In the immediate future, there is potential for progress on three main fronts – none politically attractive, though all central to the future health and reputation of pharmaceutical medicine.

First, we need urgently to examine the meaning of personal responsibility in corporate settings: specifically, the General Medical Council (GMC) should now investigate and rule on the conduct of Dr Alastair Benbow. Both would in some way be on trial. The GMC is a professional court with feudal if honourable traditions, with still some way to catch up with the climate of the late 20th century. As for Dr. Benbow, he seemed so sincere in his advocacy for the drug, so replete with reassurance, that his position must now be clarified. Did he critically review the relevant scientific evidence before making these claims? Was he a leader in some cynical process, or kept well ignorant and brilliantly coached in his denials? The latter seems much more probable, but we need to know for sure. Are these horrible and damaging drug disasters driven by knaves, fools, or victims – or some, none or all of the above? The GMC must now rise to the occasion: we need some definitive view.

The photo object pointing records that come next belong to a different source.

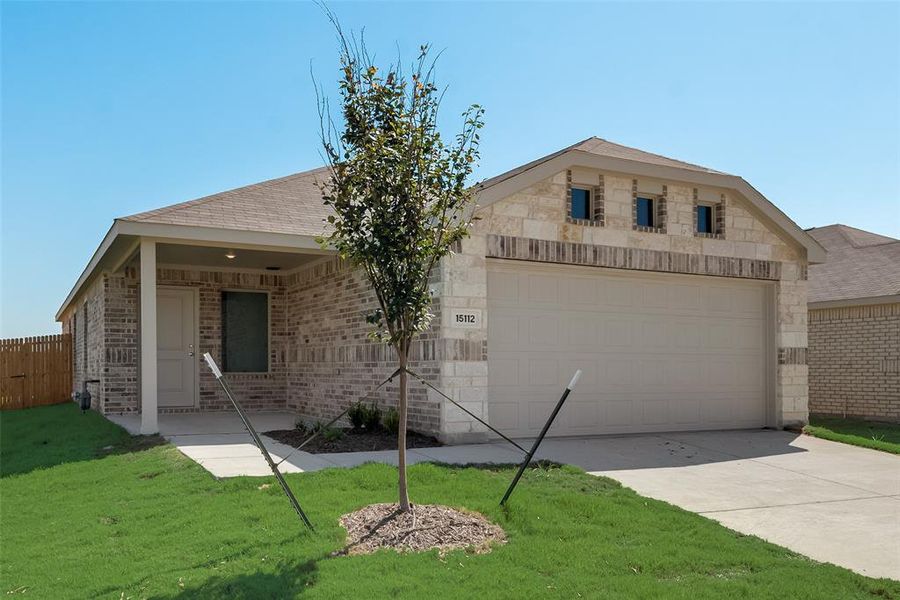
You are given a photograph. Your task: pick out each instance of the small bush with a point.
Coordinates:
(372, 419)
(392, 420)
(358, 415)
(332, 434)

Secondly, what of the proposed prosecution of GlaxoSmithKline by the UK authorities (led by the Medicines and Healthcare products Regulatory Agency)? In the USA, civil actions will progress later this year, seeking to link the now damning factual evidence with tragic human consequences. But in Britain, are we now due for a replay of Prime Minister Blair’s recent decision to abort the bribery investigation into British Aerospace (BAE), on the grounds of national interest and security? What is the MHRA up to? Their last word (7 April 2006) was this: “The conduct of the investigation required the Enforcement Division of the MHRA to consider over a million pages of scientific and other documentation which comprised the factual background to the case. A team of medics and scientists from across the MHRA assisted with this. The process of considering documents is now completed and documents are only reviewed now if they come to light as new evidence. Potential witnesses from inside the MHRA have been interviewed and notes have been taken from them, from which statements will be drafted. These statements seek to convert the findings of the review of the scientific and regulatory documentation in to evidence suitable for the conduct of a criminal trial, if appropriate … once the criminal investigation has been concluded a file will be forwarded to prosecuting lawyers within the legal department of the Department of Health. They will apply the Code for Crown Prosecutors to decide whether or not there will be a prosecution.”

Thirdly, we urgently need some proper enquiry into the conduct and effectiveness of the UK drug regulators themselves – the Medicines and Healthcare products Regulatory Agency (MHRA) – in line with the 2005 recommendations of the Parliamentary Health Committee, in its report on ‘The Influence of the Pharmaceutical Industry’. The evidence from this and earlier Panorama programmes hugely underlines the importance of this main recommendation: “During this long inquiry we became aware of serious weaknesses in the MHRA. Worryingly, in both its written and oral evidence the Agency seemed oblivious to the critical views of outsiders and unable to accept that it had any obvious shortcomings, except those that could be remedied by more transparency. The Agency’s attitude to its public health responsibilities suggested some complacency and a lack of requisite competency, reducing our confidence in its ability to undertake the reforms needed to earn and deserve public trust. Nor did we conclude that the MHRA provides the discipline and leadership that this powerful industry needs. We recommend that there be an independent review of the MHRA …”

Oh yes – and we also go to the High Court taking Glaxo with us.